Lo he contado en uno de mis pequeños libros con el deseo de mantener un pasado triste y ya casi melancólico: De los Balcanes sé muchas historias. Las escuché en los monasterios ortodoxos bajo copias de ‘El ángel blanco’, cuyo fresco original se halla en Mileseva, cerca de Prijepolje, a orillas del Milesevka; en refugios de familias kosovares huyendo de sus “campos de mirlos” con el pánico haciendo supurar la piel; en el hotel Metropol, en Belgrado, apacible remanso al llegar a la capital; del mismo modo en los sonidos de los violines del Café ‘Moskova’, y a la sombra del fortín en el Parque de Kalemegdan, observando el abrazo de las aguas de los ríos Seva y Danubio en un torbellino de fuerza telúrica, cercana a las pinceladas de los caballos de Petar Lubarda y a trigo encendido en los lienzos de Milan Konjovic.
Y así en esta península, gran brecha entre Oriente y Occidente, siguen resurgiendo perennes conflictos latentes.
Si alguien desea vislumbrarlo, debe platicar de religión, y eso en estos surcos no es tema baladí.
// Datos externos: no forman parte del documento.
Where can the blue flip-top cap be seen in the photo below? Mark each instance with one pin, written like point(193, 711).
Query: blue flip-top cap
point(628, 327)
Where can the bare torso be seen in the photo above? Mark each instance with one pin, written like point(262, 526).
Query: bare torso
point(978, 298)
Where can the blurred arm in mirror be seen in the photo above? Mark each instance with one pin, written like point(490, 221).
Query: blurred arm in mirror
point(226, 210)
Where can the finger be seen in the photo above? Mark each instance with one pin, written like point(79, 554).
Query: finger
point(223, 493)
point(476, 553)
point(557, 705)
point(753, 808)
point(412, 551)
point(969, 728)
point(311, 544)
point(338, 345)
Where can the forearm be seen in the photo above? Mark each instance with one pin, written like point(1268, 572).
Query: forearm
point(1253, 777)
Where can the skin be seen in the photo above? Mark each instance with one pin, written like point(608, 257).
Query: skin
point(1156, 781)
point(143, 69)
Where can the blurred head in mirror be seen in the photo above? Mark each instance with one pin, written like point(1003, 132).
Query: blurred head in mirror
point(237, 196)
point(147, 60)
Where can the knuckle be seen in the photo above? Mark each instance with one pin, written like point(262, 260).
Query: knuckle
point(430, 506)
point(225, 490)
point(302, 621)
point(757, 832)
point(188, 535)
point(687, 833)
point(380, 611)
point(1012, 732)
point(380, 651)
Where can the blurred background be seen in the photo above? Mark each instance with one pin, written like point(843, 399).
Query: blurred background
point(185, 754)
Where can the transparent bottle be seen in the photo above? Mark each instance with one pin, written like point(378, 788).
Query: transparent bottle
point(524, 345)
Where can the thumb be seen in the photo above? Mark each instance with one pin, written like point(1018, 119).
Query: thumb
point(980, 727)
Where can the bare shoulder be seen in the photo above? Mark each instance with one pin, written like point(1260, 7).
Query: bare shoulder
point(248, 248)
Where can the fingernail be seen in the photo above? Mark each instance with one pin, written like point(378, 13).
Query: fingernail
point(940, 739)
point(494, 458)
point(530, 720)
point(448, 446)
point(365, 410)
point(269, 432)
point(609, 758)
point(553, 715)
El catolicismo nació en el Oeste, la ortodoxia en el Este. En medio, incomprensibles diferencias suscitando posiciones conflictivas.
Los serbios han vivido entre montañas, encajonados valles y espesos bosques; no son rudos ni místicos, pero lo parecen al haber sido siempre difíciles de someter a la esclavitud; ante esa causa el desprecio y las falsas leyendas tejidas recorren los Balcanes, olvidándose que gracias al sacrificio de este pueblo eslavo, Europa central ha sobrevivido hasta el día de hoy nutriendo su fe romana sobre un promontorio histórico enaltecedor.
Uno en Belgrado camina persistentemente hasta el parque de Kalemegdan. A lo lejos, tras la columnata de ‘El Vencedor’, se divisaba una prodigiosa vista sobre las grandes llanuras que parten al encuentro de Hungría, mientras se siente en el sonido acongojado de las invasiones austrohúngaras y la epidemia de tifus que tiempos después devastaría la ciudad.
Se sale de aquel arbolado con la sensación de que el espacio y la propia existencia se han cuajado, mientras un sabor de sangre caliente supura la boca.
En aquel tiempo toda aquella ciudad, sus campos y los dos ríos que envuelven –el Seva y Danubio– tenían marcado el horror de la guerra.
¿Es posible que olvidara eso? No, solamente era una defensa doliente para los ojos y el alma.